ORLANDO, Fla. - The U.S. Fish and Wildlife Service is proposing the removal of 23 species from the Endangered Species Act (ESA) due to extinction.
In a news release, the agency said "the purpose of the ESA is to protect and recover imperiled species and the ecosystems upon which they depend. For the species proposed for delisting today, the protections of the ESA came too late, with most either extinct, functionally extinct, or in steep decline at the timing of listing."

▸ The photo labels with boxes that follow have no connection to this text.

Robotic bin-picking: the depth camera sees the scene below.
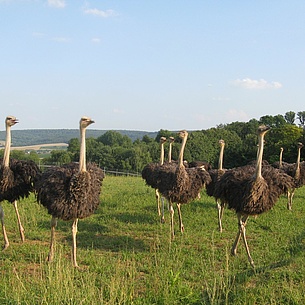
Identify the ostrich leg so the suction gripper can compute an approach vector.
[232,214,254,267]
[72,218,78,268]
[0,205,10,250]
[161,196,165,223]
[155,189,161,216]
[287,190,294,211]
[177,203,184,233]
[48,216,57,262]
[13,200,25,242]
[217,201,224,232]
[169,202,175,240]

Species being proposed for delisting include the ivory-billed woodpecker, Bachman’s warbler, two species of freshwater fishes, eight species of Southeastern freshwater mussels and 11 species from Hawaiʻi and the Pacific Islands.
FULL LIST OF 23 SPECIES
The news release went on to say, "These species extinctions highlight the importance of the ESA and efforts to conserve species before declines become irreversible. The circumstances of each also underscore how human activity can drive species decline and extinction, by contributing to habitat loss, overuse and the introduction of invasive species and disease. The growing impacts of climate change are anticipated to further exacerbate these threats and their interactions. They also underscore ongoing conservation challenges of the Service. Almost 3 billion birds have been lost in North America since 1970. These extinctions highlight the need to take action to prevent further losses."